A travers une écriture vertigineuse, Bruce Machart dresse le portrait sans concession d’une famille déchirée en quête de rédemption.

Mon avis :
Encore un premier roman qui va ajouter à ma liste, un auteur à suivre. Le sillage de l’oubli, premier roman de
Bruce Machart confirme la qualité de la collection Nature Writing de Gallmeister.

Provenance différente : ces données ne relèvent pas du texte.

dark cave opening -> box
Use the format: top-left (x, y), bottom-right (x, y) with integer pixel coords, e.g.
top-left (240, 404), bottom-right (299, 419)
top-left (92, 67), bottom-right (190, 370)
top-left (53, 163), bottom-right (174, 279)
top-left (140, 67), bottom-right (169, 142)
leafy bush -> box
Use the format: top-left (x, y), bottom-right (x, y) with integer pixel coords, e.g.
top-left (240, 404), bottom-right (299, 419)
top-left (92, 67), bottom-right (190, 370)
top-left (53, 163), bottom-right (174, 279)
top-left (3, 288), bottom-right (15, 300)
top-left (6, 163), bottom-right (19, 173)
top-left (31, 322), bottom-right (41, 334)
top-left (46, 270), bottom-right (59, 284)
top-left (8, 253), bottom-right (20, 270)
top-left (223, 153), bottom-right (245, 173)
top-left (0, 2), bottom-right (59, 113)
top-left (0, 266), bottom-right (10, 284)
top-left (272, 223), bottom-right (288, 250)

C’est une passionnante fresque familiale qui se déroule au Texas au début du vingtième siècle. Elle prend sa force au sein de cette nature sauvage et nourricière.
Vaclav Skala, immigré tchèque, travaille dur pour entretenir ses terres. Après la mort de sa femme lors de la naissance de son quatrième fils, son seul rêve est d’agrandir son domaine. Pour cela, il compte sur ses chevaux et son jeune fils Karel en lançant des paris à ses voisins. Depuis la mort de sa femme, Il est devenu un homme bourru qui exploite ses fils. Puis, un pari se perd et la famille se divise.
L’auteur intercale les paragraphes de la jeunesse de Karel et ceux de sa vie d’adulte. Ainsi, au fil des pages, la personnalité du jeune homme s’explique.
 » Un homme ne saurait oublier l’immense toile de fond de son passé. »
Privé d’affection, il se sent coupable de la mort de sa mère et trouve l’émotion auprès de son cheval.
Le cheval est un symbole dans ce livre, c’est un animal fier, vaillant, conquérant mais qui peut facilement émouvoir.
C’est un roman d’hommes forts, attirés par l’alcool, la bagarre et les femmes mais au plus profond d’eux mêmes, sous cette carapace, l’auteur laisse entrevoir leur sensibilité, leur amour sincère, quelquefois encore méconnu pour leur femme, la mère de leurs enfants, la compagne qui les sert et les réconforte. C’est tout l’art de cet auteur de nous donner à comprendre une telle complexité. Karel déteste et vénère à la fois ce père qu’il a tant haï parfois.
 » c’était précisément cette admiration qu’il ne pouvait pas comprendre, le respect qu’il éprouvait pour un homme haï, cette
lourde couche de vénération qu’aucune colère ne parvenait à lui arracher du cœur. Cela aussi, il l’avait partagé avec ses frères..
. »

De plus, cette belle histoire s’inscrit dans un cadre puissant de la nature du Texas, avec la terre lourde, les rapaces, les opossums, les mesquites  et les pacaniers, là où le fusil est un outil indispensable.
Grâce  à ce style très descriptif, l’auteur parvient à intensifier cette histoire de famille passionnante.
Je remercie les Éditions Gallmeister pour cette très belle découverte.